My songwriting process begins when the feelings in my heart are too strong to contain. I'm often surprised how well my overflowing feelings write songs for me. Over the years, I’ve noticed a natural flow to the way I write songs. So here’s my songwriting process for you.
I sit down with my ukulele, try different chord progressions and zero down on the one that matches my feelings. I also move the capo up and down the fretboard to find the right sound and pitch. Once the chords match my feelings, I begin to write.
I always write on post-it-notes. They’re easy to stick anywhere, don’t fly around, and are great for organising and sequencing ideas. Its also easy to dispose off bad ideas. Earlier when I would write in a notebook, it’d look ugly because of all the scratched lines on bad ideas. With post-its, there’s no baggage. *
Keep what rhymes with how you are feeling, discard the rest.
I don't write songs in one go. I start with a verse or chorus and sing it over the chord progression. I then tweak it until the chords and lyrics together sound like they're made for each other.
Once the post it notes are filled with words and the music is written and composed, not only do i have a song, but I've also successfully removed the pain or any other strong feelings from within me. Now the feelings are trapped in a song and I'm free to feel other things and move on.

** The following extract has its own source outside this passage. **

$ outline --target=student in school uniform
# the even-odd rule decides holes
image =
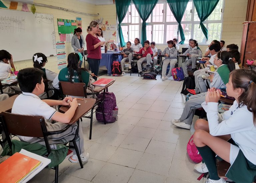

Some songs take years to complete. What you feel today is incomplete. You’ll feel something similar in the future which will give you a complete perspective that’s necessary to complete the song.
There have been songs which have evolved. I’ve written and modified them with time and experiences. These are the songs that a songwriter doesn’t want to part with, just like how artists like to hold on to their best paintings.
I've written songs for people I've loved and for myself. The songs I write for someone stays back with me even after they are no longer in my life. When my heart is breaking and I'm in pain, writing a song gives me hope.
A wise man once adviced me to write songs from the perspective of others. I took his advice and it has brought some variety to my songwriting. As songwriters we should be able to feel strongly about things that are happening to us, to others and to our surroundings. Then we can transform these feelings into songs that touch people's hearts.